= Genetic method =

Method of teaching mathematics

The genetic method is a method of teaching mathematics coined by Otto Toeplitz in 1927. As an alternative to the axiomatic system, the method suggests using history of mathematics to deliver excitement and motivation and engage the class.

== History ==

Otto Toeplitz at the University of Bonn

Otto Toeplitz, a research mathematician in the area of functional analysis, introduced the method in his manuscript "The problem of calculus courses at universities and their demarcation against calculus courses at high schools" in 1927. A part of this manuscript was published in a book in 1949, after Toeplitz's death.

Toeplitz's method was not completely new at the time. In his 1895 talk given at the public meeting of the royal society of sciences in Goettingen, "On the arithmetization of mathematics", the famous German mathematician Felix Klein suggested the idea "that on a small scale, a learner naturally and always has to repeat the same developments that the sciences went through on a large scale."

In addition, the generic method was occasionally applied in Gerhard Kowalewski's book from 1909, "The classical problems of the analysis of the infinite".

In 1962 the mathematics education in the US met a situation similar to that of Toeplitz in 1926 in Germany, in connection with the introduction of "New Mathematics". Shortly after the Sputnik crisis, a "New Mathematics" reform was introduced to improve the level of mathematics education in the US, so that the threat of Soviet engineers, assumed to be well educated in mathematics, could be met. To prepare students for advanced mathematics, the curriculum shifted to focus on abstraction and rigor. One of the more reasonable responses to "New Mathematics" was a collective statement by Lipman Bers, Morris Kline, George Pólya, and Max Schiffer, cosigned by 61 others, that was published in "The Mathematics Teacher" and The American Mathematical Monthly in 1962. In this letter, the undersigned called for the use of the genetic method:

This may suggest a general principle: The best way to guide the mental development of the individual is to let him retrace the mental development of its great lines, of course, and not the thousand errors of detail.

Also, in the 1980s, departments of mathematics in the US were facing criticism from other departments, especially departments in engineering, that they were failing too many of their students, and that those students that were certified as knowing calculus in fact had no idea how to apply its concepts in other classes. This led to the "Calculus Reform" in the US.

== Motivation ==

Otto Toeplitz' classification of German mathematics students in 1927

Otto Toeplitz had alleged that only 5% of the class can be reached by the traditional axiomatic approaches. To engage 45% of the students, he suggested to expose the students to the history of mathematics. The history of mathematics would give students an idea of the challenges and the elements of mathematics research process and applications. Furthermore, Toeplitz claimed that 50% of the students in universities were not 'reachable' and were 'unfit' for university education. The classification is illustrated in the picture.

== Variants ==
There are two recognised variants of the genetic method.

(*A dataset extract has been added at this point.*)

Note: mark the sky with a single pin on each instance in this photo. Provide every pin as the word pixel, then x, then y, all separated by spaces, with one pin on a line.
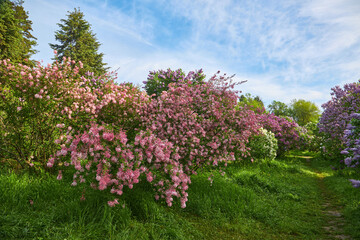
pixel 285 49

A direct genetic method displays the history of the development of mathematical concepts as a narrative. The history is taught step by step, exposing the class to each step that lead to the development of a mathematical concept. It is suggested to include confusions as a part of this method to demonstrate that mistakes and unsuccessful hypotheses are a part of the mathematics research process during the entire duration of mathematics history.

The indirect genetic method includes the same information as the direct one, but the confusions and problems throughout the development of each mathematical concept are analysed and the motivations for the correct resolution are discussed. More focus is given to the diagnosis of problems to allow students to diagnose problems in the current state of art in mathematics to form a part of their critical analysis skills in the field.